Il libro non vuole essere un manuale di storia diacronico, ma procede per vicende e temi. Per esempio la presenza di ex democristiani in redazione, poco nota al grande pubblico ma culturalmente significativa. Mario Melloni, alias Fortebraccio, ex fustigatore di comunisti da direttore dell’organo della Dc «Il Popolo» e poi sarcastico corsivista su «L’Unità». E Ugo Baduel, destinato a firmare sul giornale la cronaca dell’agonia e della morte di Enrico Berlinguer nel giugno 1984: bello il passaggio sui famosi titoli per le edizioni straordinarie, solo parole in rosso maiuscolo in carattere Franklin cubitale a mezza pagina, «È MORTO», «ADDIO». Poi «TUTTI» per i funerali. Pochi mesi prima c’era stato «ECCOCI» per i cortei operai a difesa della scala mobile. Modulo comunicativo che inconsapevolmente anticipava gli sms della nostra contemporaneità.

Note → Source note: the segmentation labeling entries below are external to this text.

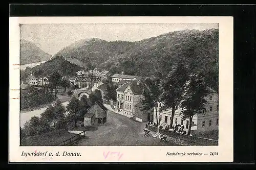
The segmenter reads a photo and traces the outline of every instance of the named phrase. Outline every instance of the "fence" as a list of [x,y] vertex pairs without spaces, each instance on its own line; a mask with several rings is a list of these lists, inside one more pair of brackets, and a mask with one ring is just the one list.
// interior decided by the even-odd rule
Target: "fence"
[[58,146],[71,146],[75,143],[77,143],[80,140],[86,136],[86,131],[57,144]]
[[[157,132],[157,128],[154,126],[148,126],[148,129],[153,131]],[[186,135],[182,133],[170,131],[162,129],[159,129],[159,133],[164,135],[186,140],[202,145],[218,145],[218,141],[216,140]]]

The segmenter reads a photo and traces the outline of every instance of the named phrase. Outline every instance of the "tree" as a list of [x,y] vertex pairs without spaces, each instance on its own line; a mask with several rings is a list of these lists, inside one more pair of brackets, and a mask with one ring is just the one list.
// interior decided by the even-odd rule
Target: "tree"
[[67,88],[70,87],[70,83],[69,80],[67,78],[63,78],[61,80],[61,86],[64,88],[64,92],[66,92]]
[[68,117],[75,120],[75,127],[76,127],[77,118],[80,116],[81,110],[79,100],[76,98],[73,97],[67,106],[67,110],[69,112]]
[[183,118],[189,119],[188,135],[190,134],[194,115],[204,114],[206,111],[207,101],[205,98],[208,93],[209,89],[202,75],[200,73],[191,74],[186,83],[181,102],[181,106],[183,108],[181,111]]
[[88,70],[93,70],[95,68],[95,65],[91,62],[87,63],[87,66]]
[[41,114],[40,120],[41,125],[43,125],[42,131],[46,132],[46,131],[50,131],[50,129],[53,127],[53,120],[54,118],[54,107],[50,105]]
[[97,101],[103,103],[101,92],[98,89],[96,89],[94,92],[90,94],[89,99],[91,105],[93,104]]
[[159,88],[160,79],[155,78],[152,80],[147,79],[147,84],[148,89],[144,90],[144,99],[142,100],[142,103],[143,105],[142,110],[150,110],[155,109],[156,110],[156,118],[157,125],[159,125],[157,117],[157,104],[160,101],[159,96],[161,93]]
[[39,68],[38,69],[36,69],[34,70],[34,76],[36,79],[36,81],[37,81],[37,84],[39,84],[38,83],[39,78],[40,77],[41,77],[42,76],[43,74],[44,74],[44,71],[41,68]]
[[69,91],[68,91],[67,93],[69,96],[71,96],[73,92],[71,90],[69,90]]
[[54,71],[49,77],[49,82],[51,85],[55,89],[55,97],[57,96],[57,89],[61,82],[61,76],[58,71]]
[[57,100],[53,107],[54,112],[53,113],[53,128],[55,129],[61,129],[64,125],[65,118],[66,108],[61,105],[60,101]]
[[86,95],[82,96],[79,101],[80,106],[81,108],[81,115],[83,115],[87,112],[87,109],[90,107],[89,101]]
[[160,95],[160,101],[163,105],[161,106],[160,111],[172,109],[170,126],[173,126],[175,110],[180,105],[187,79],[186,68],[180,62],[174,65],[167,78],[161,82],[160,88],[162,93]]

C’è il complesso rapporto di Pier Paolo Pasolini con il quotidiano tra stroncature (leggendaria quella di Carlo Salinari, uomo della Resistenza e temuto docente di Letteratura italiana a La Sapienza di Roma, che nel 1955 condannò il «gusto del morboso» in Ragazzi di vita) e rivalutazioni (già nel 1957, per Una vita violenta, Michele Rago parlò di «vigorosa denuncia dello stato di violenza che produce tra i giovani altra violenza»).

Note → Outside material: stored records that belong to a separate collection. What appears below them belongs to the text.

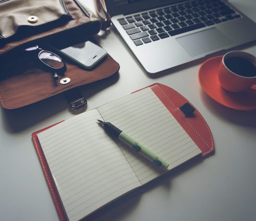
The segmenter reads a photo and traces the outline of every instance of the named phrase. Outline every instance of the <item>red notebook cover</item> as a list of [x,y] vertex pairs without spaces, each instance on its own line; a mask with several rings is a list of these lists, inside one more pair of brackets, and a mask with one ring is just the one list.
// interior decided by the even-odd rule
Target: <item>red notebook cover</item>
[[[213,138],[209,127],[201,114],[189,101],[177,91],[165,85],[155,83],[146,88],[148,87],[151,88],[202,151],[202,155],[203,156],[214,150]],[[142,89],[133,93],[136,93]],[[193,112],[193,114],[190,115],[188,117],[186,117],[180,108],[186,103],[188,103],[195,109],[195,111]],[[58,194],[55,187],[54,181],[37,138],[38,133],[53,127],[59,122],[34,132],[32,133],[32,140],[42,165],[59,220],[60,221],[67,221],[65,210],[58,197]]]

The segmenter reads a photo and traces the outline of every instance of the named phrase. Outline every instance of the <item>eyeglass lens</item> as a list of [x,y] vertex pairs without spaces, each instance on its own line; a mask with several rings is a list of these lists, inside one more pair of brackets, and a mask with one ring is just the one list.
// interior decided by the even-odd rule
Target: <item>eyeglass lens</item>
[[39,53],[38,57],[42,62],[54,68],[60,68],[64,65],[59,57],[49,52],[43,51]]

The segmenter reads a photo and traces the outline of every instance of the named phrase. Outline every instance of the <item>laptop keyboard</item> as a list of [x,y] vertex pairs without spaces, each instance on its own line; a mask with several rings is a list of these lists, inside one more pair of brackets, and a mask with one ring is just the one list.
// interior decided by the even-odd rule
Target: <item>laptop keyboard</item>
[[221,0],[197,0],[118,19],[137,46],[241,17]]

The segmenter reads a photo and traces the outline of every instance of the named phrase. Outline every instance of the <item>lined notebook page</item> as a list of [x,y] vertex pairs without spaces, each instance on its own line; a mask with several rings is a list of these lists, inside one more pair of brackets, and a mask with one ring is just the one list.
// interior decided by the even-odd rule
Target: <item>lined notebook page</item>
[[[170,164],[171,169],[201,151],[150,88],[128,95],[98,108],[109,122]],[[142,184],[163,172],[130,147],[122,150]]]
[[70,221],[140,186],[116,143],[96,122],[97,110],[38,134]]

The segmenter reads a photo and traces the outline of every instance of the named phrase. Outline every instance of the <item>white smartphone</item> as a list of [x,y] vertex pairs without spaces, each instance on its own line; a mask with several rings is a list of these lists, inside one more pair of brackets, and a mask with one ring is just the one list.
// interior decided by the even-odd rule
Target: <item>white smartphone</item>
[[107,55],[105,49],[89,41],[61,49],[60,51],[87,70],[94,68]]

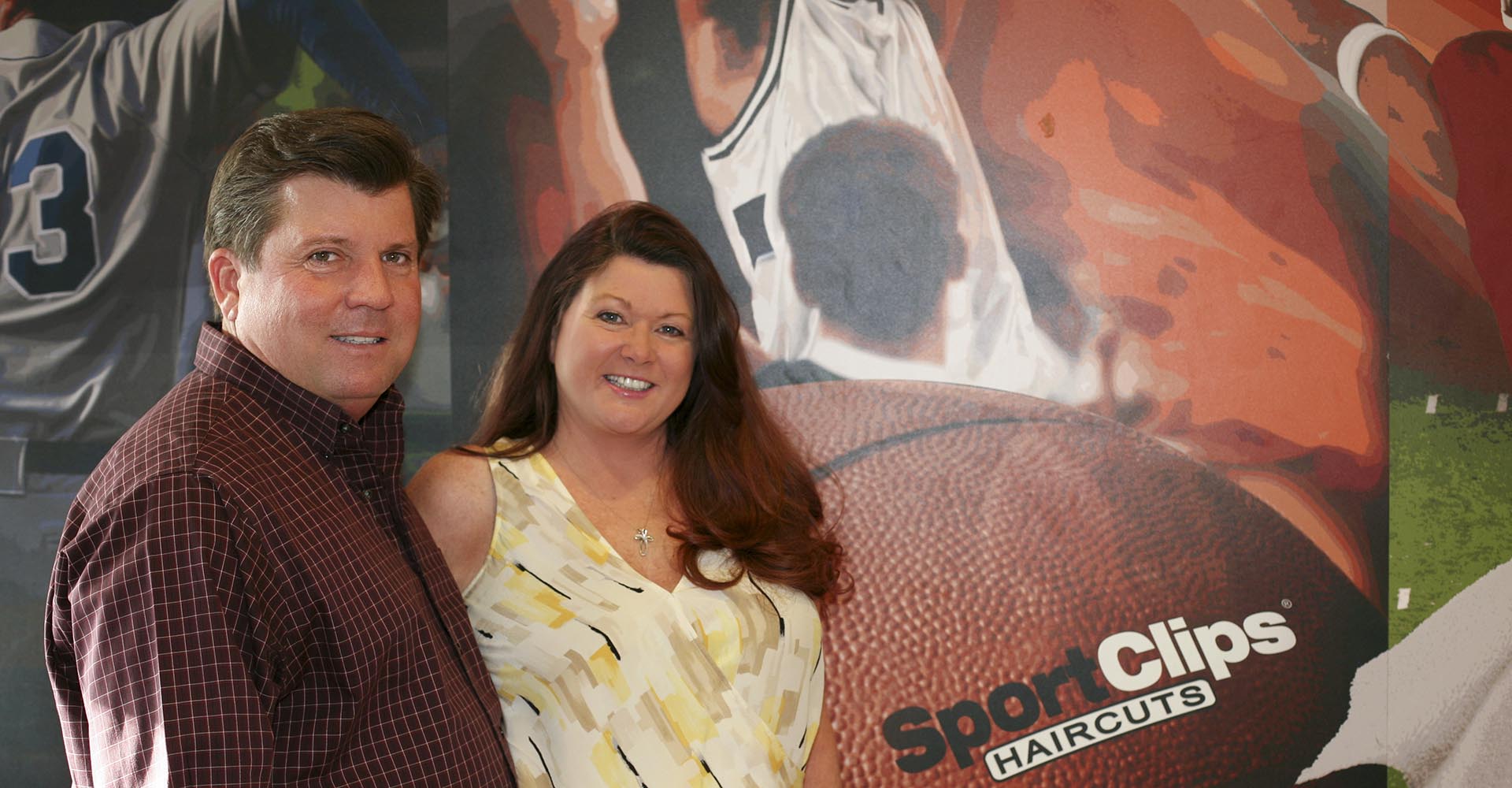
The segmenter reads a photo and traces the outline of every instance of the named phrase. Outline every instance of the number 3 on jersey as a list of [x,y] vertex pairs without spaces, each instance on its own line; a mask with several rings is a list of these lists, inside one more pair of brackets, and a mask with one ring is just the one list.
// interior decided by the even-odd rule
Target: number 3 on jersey
[[30,237],[5,250],[6,281],[27,298],[77,292],[100,266],[89,151],[67,130],[48,132],[27,139],[9,169],[11,200],[29,201],[32,221]]

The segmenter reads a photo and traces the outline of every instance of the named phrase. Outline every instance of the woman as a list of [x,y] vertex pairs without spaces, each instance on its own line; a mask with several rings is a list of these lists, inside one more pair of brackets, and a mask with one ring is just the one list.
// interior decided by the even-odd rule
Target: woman
[[410,487],[522,785],[839,783],[818,600],[841,548],[738,325],[677,219],[612,206],[537,281],[475,446]]

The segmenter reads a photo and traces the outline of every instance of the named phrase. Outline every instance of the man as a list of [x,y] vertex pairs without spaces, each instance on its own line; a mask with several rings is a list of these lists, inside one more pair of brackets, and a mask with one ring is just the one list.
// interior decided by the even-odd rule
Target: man
[[224,322],[85,482],[47,665],[76,785],[511,785],[392,383],[440,186],[360,110],[259,121],[204,245]]
[[[0,641],[35,641],[85,476],[194,366],[206,189],[301,48],[416,141],[442,132],[357,0],[0,0]],[[8,780],[67,780],[41,650],[0,655],[0,697]]]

Ecco la morte, il 6 dicembre 1966, dell’allora direttore Mario Alicata, ucciso da un infarto nel letto di una signora che non era la sua compagna ufficiale: la poveretta avvisò nel panico la vigilanza delle Botteghe Oscure che spostò il corpo in una clinica romana da dove partì poi la notizia ufficiale della scomparsa «per arresto cardiaco in sala operatoria, dopo alcune cure».
C’è l’onesta ammissione della iniziale incapacità di comprendere, in redazione, il fenomeno del 1977 con la storica contestazione di Luciano Lama, leader della Cgil, all’università La Sapienza. Poi la ricostruzione dello «Tusnami del 1982» (titolo del capitolo), ovvero «della pubblicazione di “un documento artefatto”, come lo definirono gli analisti dei Servizi segreti, che chiamava in causa esponenti della Dc, cioè Francesco Patriarca e Vincenzo Scotti, come protagonisti di una trattativa col capo camorrista Raffaele Cutolo per ottenere la liberazione dell’assessore regionale Ciro Cirillo, rapito dalle Brigate Rosse». L’allora direttore Claudio Petruccioli, che si dimise dopo la scoperta del finto scoop, ha fornito a Roscani tutti i documenti per una storia ancora non del tutto decifrabile.
C’è infinitamente molto altro nella matrioska di Roscani (ecco direttori come Emanuele Macaluso, Walter Veltroni, Renzo Foa), tutto materiale accurato e documentato. Un capitolo essenziale della storia dell’Italia repubblicana.